While Ezra prayed and confessed, weeping and falling facedown before the house of God, an extremely large assembly of Israelite men, women, and children gathered around him. The people also wept bitterly. ~Ezra 10:1
Most of the time seeing your name in print can be fun.
I was a senior at a Christian college. For the most part, the rules seemed fair, even to the most free-spirited among my friends. However, one rule ticked me off. In fact, it was a rule I broke.
A couple of times each semester there were weekends where students were blocked from leaving campus. There were reasons—special meetings and activities. But for us claustrophobics, our lovely school became a federal prison four times a year. So in my senior year, right after my last class on a Friday afternoon before one of these black-out weekends, I got in my 1965 Chevy and slipped through the gate. A week later, one of the school’s several newspapers picked up the story.

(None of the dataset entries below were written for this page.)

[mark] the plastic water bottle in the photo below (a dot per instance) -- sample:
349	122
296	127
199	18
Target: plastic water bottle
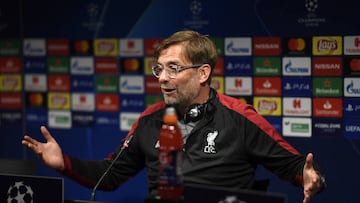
170	180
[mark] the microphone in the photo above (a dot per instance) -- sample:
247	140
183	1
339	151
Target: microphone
124	146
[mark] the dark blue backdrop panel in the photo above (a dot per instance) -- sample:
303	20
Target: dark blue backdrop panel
88	19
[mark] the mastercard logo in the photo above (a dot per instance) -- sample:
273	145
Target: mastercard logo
131	64
296	44
36	99
355	64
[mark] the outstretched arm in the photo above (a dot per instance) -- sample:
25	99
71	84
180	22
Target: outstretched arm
313	181
48	152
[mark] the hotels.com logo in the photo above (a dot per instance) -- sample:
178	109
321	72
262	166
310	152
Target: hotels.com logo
106	47
324	44
267	105
356	42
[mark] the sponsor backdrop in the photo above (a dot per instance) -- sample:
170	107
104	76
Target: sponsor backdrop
83	68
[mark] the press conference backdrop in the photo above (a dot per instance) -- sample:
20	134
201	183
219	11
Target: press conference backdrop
82	68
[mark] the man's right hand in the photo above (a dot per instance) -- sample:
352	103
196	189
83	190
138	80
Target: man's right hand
49	152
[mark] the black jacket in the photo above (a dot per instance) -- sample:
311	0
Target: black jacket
244	139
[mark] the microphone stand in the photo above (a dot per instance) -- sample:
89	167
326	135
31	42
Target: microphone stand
124	146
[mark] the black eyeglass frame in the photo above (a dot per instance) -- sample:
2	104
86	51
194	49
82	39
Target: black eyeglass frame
172	70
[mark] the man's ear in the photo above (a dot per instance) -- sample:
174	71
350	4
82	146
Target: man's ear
204	71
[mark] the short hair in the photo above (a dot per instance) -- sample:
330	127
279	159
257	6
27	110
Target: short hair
199	49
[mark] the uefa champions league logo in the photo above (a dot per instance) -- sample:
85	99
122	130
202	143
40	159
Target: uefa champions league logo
19	193
311	5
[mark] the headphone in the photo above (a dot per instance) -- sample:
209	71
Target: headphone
197	111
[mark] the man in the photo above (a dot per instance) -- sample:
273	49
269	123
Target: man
224	139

Some clever investigative reporter—a sophomore, probably—wrote all about it. “If Wolgemuth can leave campus, why can’t we?” was exactly what he printed.
I was furious. And I was embarrassed.
Ezra had a problem. During the time when the Jewish men were captives, they fell in love with non-Jewish women. They knew the rules, and they knew they were breaking them—no innocence here.
This disobedience put Ezra, God’s man, on his face before the Lord. His open confession on behalf of his people became contagious, and many people joined him. In fact, they promised to do an incredibly painful thing: to allow their wives and children to return to their own homeland. Imagine the trauma of having to say goodbye.
After prayer, Ezra ordered the scribes to do a striking thing. He made a list of those who had broken the law and printed it. Right there in black-and-white were the names of those who had sinned. And not only was this list distributed among the people, but it’s right here in our Bibles thousands of years later. Pretty embarrassing stuff, wouldn’t you say?
At the end of all time, God will open a book. In this book is recorded everything you and I have done—the things everyone already knows about and those things that have only survived in the corners of our private memories. There they will be in black-and-white. Once again, embarrassing stuff, wouldn’t you say?
But there’s good news about expecting to see this rancid material in print. “If we confess our sins”—even the ones printed in this book—“[God] is faithful and righteous to forgive us our sins and to cleanse us from all unrighteousness” (1 John 1:9).
Stamped across this mention of your name and mine will be these words: “Forgiven because of Jesus.” No more shame. Take this. Confess it. Believe it. And don’t worry about the school newspaper or the nightly network newsfeed. Your name is there all right, but in His mercy, Christ took your blame.